Hematopoietic stem/progenitor cell gene therapy (HSPC-GT) has shown clear neurological benefit in rare diseases, which is achieved through the engraftment of genetically modified microglia-like cells (MLCs) in the brain. Still, the engraftment dynamics and the nature of engineered MLCs, as well as their potential use in common neurogenerative diseases, have remained largely unexplored. Here, we comprehensively characterized how different routes of administration affect the biodistribution of genetically engineered MLCs and other HSPC derivatives in mice. We generated a high-resolution single-cell transcriptional map of MLCs and discovered that they could clearly be distinguished from macrophages as well as from resident microglia by the expression of a specific gene signature that is reflective of their HSPC ontogeny and irrespective of their long-term engraftment history. Lastly, using murine models of Parkinson’s disease and frontotemporal dementia, we demonstrated that MLCs can deliver therapeutically relevant levels of transgenic protein to the brain, thereby opening avenues for the clinical translation of HSPC-GT to the treatment of major neurological diseases.
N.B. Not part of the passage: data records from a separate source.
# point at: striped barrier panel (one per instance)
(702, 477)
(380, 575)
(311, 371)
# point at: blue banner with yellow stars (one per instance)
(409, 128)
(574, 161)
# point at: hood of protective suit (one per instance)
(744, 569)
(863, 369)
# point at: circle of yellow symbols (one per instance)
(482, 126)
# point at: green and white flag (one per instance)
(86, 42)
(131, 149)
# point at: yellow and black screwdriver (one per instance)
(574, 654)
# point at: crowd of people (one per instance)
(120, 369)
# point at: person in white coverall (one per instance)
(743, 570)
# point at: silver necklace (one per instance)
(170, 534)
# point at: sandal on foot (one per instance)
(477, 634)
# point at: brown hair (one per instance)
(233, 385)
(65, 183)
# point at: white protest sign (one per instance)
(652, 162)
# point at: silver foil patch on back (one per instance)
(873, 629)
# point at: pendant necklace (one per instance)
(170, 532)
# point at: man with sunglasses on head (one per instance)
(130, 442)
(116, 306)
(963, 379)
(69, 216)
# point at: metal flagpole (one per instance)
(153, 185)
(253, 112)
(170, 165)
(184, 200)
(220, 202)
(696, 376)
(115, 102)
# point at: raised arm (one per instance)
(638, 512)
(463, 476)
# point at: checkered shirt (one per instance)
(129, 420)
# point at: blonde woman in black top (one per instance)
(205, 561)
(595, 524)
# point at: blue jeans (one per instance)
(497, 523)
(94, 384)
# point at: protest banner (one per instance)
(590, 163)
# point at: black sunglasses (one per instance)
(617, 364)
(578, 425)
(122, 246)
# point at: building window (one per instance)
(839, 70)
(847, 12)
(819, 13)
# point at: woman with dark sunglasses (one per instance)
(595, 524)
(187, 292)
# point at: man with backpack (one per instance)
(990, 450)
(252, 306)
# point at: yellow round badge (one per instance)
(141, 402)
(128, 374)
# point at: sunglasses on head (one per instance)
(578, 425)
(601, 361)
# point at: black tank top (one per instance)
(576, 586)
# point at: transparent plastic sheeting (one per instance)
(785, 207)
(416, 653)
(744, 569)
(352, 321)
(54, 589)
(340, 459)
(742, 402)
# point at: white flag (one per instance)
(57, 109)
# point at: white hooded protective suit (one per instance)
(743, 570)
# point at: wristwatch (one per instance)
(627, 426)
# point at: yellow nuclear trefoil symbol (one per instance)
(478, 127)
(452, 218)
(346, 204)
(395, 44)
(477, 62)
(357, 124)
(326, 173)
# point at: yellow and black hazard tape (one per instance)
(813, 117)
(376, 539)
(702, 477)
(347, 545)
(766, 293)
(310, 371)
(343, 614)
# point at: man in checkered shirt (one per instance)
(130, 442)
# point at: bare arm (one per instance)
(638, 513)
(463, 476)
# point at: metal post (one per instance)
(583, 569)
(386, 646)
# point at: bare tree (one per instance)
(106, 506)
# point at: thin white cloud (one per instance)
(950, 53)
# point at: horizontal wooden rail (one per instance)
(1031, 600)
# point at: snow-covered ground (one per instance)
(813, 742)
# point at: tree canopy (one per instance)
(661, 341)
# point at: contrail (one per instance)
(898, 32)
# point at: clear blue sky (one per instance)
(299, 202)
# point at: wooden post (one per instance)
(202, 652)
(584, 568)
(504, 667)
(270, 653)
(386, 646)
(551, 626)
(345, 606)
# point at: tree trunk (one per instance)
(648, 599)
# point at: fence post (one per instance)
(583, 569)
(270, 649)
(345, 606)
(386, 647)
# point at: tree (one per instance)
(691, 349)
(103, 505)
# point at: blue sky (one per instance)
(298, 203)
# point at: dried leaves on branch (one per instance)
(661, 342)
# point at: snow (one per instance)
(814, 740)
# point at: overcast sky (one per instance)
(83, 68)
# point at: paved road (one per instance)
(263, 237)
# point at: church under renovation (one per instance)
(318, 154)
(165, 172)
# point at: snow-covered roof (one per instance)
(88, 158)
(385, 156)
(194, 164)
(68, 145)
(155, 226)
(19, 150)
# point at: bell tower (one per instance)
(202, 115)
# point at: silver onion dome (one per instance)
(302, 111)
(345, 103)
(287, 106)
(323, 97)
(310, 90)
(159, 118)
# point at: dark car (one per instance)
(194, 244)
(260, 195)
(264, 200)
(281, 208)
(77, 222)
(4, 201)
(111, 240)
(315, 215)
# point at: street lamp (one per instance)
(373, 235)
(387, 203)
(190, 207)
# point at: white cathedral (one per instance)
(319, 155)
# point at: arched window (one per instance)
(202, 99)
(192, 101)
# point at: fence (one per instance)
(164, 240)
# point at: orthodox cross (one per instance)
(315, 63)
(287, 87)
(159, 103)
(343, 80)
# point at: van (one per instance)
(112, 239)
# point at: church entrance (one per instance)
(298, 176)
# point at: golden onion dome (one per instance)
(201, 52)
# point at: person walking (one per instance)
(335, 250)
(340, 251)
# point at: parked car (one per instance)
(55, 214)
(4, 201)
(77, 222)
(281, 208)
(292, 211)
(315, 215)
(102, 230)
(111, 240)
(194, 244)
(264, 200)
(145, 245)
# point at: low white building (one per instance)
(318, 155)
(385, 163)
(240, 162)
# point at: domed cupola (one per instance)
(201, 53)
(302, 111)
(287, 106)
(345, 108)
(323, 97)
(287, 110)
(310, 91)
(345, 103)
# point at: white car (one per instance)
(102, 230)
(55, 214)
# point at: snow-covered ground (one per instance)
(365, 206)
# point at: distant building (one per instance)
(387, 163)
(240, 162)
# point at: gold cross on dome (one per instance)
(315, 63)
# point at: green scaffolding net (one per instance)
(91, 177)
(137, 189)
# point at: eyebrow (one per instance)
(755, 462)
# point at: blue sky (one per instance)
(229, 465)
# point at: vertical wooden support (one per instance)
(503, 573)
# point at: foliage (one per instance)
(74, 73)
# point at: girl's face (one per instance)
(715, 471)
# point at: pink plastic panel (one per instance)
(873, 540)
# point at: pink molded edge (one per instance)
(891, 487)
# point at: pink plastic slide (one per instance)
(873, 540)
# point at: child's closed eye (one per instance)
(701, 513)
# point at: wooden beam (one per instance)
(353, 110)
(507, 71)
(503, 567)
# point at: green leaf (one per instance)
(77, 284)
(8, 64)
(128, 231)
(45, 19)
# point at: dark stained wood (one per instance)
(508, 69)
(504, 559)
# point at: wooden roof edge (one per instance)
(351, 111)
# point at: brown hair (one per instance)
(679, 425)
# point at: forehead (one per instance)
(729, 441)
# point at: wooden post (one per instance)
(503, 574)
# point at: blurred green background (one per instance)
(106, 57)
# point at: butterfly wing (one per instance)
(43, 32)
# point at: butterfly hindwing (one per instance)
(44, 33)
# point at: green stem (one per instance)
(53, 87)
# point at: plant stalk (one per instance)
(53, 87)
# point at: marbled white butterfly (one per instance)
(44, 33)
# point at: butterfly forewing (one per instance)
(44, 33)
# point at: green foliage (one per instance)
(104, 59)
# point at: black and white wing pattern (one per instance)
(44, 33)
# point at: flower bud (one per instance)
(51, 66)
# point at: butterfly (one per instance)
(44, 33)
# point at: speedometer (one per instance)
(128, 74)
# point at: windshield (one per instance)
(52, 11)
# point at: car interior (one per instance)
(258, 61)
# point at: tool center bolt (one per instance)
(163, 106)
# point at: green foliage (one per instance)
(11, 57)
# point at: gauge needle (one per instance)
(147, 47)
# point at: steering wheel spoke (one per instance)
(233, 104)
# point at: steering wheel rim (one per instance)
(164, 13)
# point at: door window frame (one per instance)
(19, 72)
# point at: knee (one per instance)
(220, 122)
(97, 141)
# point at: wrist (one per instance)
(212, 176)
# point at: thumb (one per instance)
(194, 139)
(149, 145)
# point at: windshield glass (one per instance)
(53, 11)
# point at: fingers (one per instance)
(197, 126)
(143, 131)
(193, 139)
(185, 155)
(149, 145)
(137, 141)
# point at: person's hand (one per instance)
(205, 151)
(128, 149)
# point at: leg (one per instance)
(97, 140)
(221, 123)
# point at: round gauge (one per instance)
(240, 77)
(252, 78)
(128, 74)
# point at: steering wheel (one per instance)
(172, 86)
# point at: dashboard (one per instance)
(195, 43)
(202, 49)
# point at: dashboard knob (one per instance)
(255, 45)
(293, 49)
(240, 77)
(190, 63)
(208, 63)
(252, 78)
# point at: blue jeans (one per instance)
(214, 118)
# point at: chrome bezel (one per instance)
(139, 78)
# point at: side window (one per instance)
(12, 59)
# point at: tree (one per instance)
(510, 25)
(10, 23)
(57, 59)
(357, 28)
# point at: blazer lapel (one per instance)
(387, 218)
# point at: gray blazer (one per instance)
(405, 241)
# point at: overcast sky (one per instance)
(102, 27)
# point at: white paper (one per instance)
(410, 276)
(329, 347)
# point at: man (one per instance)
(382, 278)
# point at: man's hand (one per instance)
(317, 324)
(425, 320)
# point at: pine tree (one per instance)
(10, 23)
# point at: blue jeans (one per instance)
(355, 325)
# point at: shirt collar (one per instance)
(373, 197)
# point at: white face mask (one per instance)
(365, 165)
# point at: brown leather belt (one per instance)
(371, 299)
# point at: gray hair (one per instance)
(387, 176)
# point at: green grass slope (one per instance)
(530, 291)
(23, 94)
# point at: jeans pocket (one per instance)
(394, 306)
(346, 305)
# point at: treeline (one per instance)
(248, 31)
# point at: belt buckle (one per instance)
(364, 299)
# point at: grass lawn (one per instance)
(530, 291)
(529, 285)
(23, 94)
造血干/祖细胞基因疗法 (HSPC-GT) 在罕见疾病中显示出明显的神经学益处，这是通过在大脑中植入转基因小胶质细胞 (MLC) 来实现的。尽管如此，工程化 MLC 的植入动力学和性质，以及它们在常见神经生成疾病中的潜在用途，在很大程度上仍未得到探索。在这里，我们全面描述了不同的给药途径如何影响基因工程 MLC 和其他 HSPC 衍生物在小鼠体内的生物分布。我们生成了 MLC 的高分辨率单细胞转录图谱，并发现它们可以通过反映其 HSPC 个体发育的特定基因特征的表达与巨噬细胞以及常驻小胶质细胞清楚地区分开来，而与它们的长链无关。术语植入历史。最后，利用帕金森病和额颞叶痴呆的小鼠模型，我们证明 MLC 可以向大脑递送治疗相关水平的转基因蛋白，从而为 HSPC-GT 临床转化治疗主要神经系统疾病开辟途径。